Cela ne signifie pas que cette recherche doit être rejetée, mais lorsque les principales études indiquant un problème proviennent de personnes qui vendent une solution à ce problème, cette recherche doit être examinée attentivement. Et jusqu’à présent, il n’y a pas de preuves qu’il y a eu préjudice.

La technologie que nous utilisons va continuer à évoluer au fil du temps,et chaque nouveau développement apporte de nouveaux risques, défis et avantages.

Au fur et à mesure que les écrans se sont améliorés et que les écrans mats sont devenus plus courants, l’éblouissement de l’écran, par exemple, est devenu moins un problème de fatigue oculaire. Nous n’avons toujours pas une très bonne idée de la façon dont l’utilisation à long terme de la réalité virtuelle affectera nos yeux (ou notre cerveau), même si c’est quelque chose que nous apprenons actuellement. Nous en apprenons encore sur les effets des nouvelles technologies sur nos yeux.

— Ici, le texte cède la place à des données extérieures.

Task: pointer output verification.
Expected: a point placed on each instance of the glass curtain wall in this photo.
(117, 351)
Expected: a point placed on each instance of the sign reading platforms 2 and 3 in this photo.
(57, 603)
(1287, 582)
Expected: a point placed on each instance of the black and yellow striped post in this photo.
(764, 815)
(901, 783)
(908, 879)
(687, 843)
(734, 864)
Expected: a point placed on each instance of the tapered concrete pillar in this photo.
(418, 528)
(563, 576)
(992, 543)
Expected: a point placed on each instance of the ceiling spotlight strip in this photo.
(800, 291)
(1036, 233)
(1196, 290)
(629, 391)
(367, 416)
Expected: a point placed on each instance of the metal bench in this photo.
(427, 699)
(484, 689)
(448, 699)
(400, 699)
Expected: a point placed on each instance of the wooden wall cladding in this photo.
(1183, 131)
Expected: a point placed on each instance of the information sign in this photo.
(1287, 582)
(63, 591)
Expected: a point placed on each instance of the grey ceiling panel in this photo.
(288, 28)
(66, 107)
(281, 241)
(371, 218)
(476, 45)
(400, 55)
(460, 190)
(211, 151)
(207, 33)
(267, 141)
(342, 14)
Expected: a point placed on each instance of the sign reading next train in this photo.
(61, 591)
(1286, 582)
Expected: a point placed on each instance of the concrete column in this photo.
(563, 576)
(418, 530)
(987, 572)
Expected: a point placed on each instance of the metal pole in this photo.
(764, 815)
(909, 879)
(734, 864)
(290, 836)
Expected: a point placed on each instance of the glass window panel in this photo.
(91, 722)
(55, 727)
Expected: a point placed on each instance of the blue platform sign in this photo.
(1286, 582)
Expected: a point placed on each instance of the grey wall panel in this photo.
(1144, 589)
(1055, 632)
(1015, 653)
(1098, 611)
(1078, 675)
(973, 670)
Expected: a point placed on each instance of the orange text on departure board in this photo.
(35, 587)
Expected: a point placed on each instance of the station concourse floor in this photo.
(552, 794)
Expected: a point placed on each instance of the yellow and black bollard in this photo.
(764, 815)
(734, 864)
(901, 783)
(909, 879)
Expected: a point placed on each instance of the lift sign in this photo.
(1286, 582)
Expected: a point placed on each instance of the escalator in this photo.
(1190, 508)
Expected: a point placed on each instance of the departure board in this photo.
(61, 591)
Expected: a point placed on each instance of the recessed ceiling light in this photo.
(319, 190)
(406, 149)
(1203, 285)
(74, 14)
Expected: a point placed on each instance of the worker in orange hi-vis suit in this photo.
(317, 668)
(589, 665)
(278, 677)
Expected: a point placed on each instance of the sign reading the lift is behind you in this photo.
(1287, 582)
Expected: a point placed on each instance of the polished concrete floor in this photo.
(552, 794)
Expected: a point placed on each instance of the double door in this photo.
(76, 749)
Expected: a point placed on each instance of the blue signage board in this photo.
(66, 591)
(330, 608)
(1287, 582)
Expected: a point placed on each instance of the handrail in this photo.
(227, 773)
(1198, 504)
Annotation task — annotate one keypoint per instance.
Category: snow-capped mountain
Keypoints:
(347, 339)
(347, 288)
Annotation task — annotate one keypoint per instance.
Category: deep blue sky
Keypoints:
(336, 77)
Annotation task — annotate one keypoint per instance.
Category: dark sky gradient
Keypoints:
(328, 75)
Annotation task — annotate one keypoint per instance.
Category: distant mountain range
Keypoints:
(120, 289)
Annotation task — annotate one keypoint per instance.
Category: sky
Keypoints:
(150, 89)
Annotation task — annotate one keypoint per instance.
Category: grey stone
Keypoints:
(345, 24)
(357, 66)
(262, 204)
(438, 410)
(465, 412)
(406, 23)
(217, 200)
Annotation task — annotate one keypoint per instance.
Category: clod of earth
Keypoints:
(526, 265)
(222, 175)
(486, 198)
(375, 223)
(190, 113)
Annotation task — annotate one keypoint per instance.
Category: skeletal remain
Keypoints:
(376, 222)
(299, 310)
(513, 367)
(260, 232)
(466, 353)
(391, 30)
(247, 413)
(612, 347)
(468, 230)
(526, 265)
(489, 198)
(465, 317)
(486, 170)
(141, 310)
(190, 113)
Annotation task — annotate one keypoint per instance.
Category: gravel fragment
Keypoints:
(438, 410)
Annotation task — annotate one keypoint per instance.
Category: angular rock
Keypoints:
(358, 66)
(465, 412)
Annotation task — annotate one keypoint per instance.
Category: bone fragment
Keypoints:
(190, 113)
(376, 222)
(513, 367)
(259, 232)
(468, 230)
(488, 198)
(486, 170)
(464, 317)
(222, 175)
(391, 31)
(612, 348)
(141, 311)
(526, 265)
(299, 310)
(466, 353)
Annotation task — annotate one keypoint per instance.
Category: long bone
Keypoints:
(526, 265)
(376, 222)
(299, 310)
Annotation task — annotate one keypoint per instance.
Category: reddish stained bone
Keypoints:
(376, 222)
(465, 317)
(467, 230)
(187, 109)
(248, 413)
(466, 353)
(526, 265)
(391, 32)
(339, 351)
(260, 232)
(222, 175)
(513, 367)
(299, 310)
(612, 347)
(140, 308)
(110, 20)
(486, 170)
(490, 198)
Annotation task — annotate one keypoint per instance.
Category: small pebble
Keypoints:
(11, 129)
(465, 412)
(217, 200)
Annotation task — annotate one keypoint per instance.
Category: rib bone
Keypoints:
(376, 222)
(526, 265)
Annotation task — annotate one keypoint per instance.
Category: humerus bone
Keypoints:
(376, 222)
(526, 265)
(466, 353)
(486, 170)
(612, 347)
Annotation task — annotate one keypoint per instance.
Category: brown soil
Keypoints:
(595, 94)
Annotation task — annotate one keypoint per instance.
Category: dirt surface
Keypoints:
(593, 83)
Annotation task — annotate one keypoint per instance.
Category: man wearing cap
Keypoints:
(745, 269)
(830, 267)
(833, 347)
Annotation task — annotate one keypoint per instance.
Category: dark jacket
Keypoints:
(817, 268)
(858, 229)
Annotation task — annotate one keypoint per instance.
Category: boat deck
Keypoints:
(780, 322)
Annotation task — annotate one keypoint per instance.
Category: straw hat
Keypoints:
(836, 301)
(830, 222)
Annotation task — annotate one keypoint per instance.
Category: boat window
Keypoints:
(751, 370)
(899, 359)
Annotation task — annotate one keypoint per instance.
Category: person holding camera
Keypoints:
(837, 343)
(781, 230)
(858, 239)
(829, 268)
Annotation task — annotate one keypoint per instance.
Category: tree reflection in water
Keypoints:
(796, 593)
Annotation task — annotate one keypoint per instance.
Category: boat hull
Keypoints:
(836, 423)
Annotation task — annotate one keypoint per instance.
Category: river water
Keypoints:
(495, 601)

Mais en général, nous essayons d’éviter de prendre des mesures inutiles. Si vous aimez les lunettes pour le style, c’est une chose. Mais vous ne voulez probablement pas bloquer toute la lumière bleue pendant la journée.

Si vous comparez la lumière du soleil à la lumière intérieure, il est probable que la plupart d’entre nous ne recevons même pas assez de lumière pendant la journée. Le fait que nous continuons à vivre dans cette lumière intérieure la nuit au lieu d’être entourés d’une véritable obscurité pourrait également être un problème. En fait, pour des raisons circadiennes ou d’horaire de sommeil, les humains ont besoin à la fois de lumière et d’obscurité, et nous n’en avons probablement pas assez ni de l’un, ni de l’autre.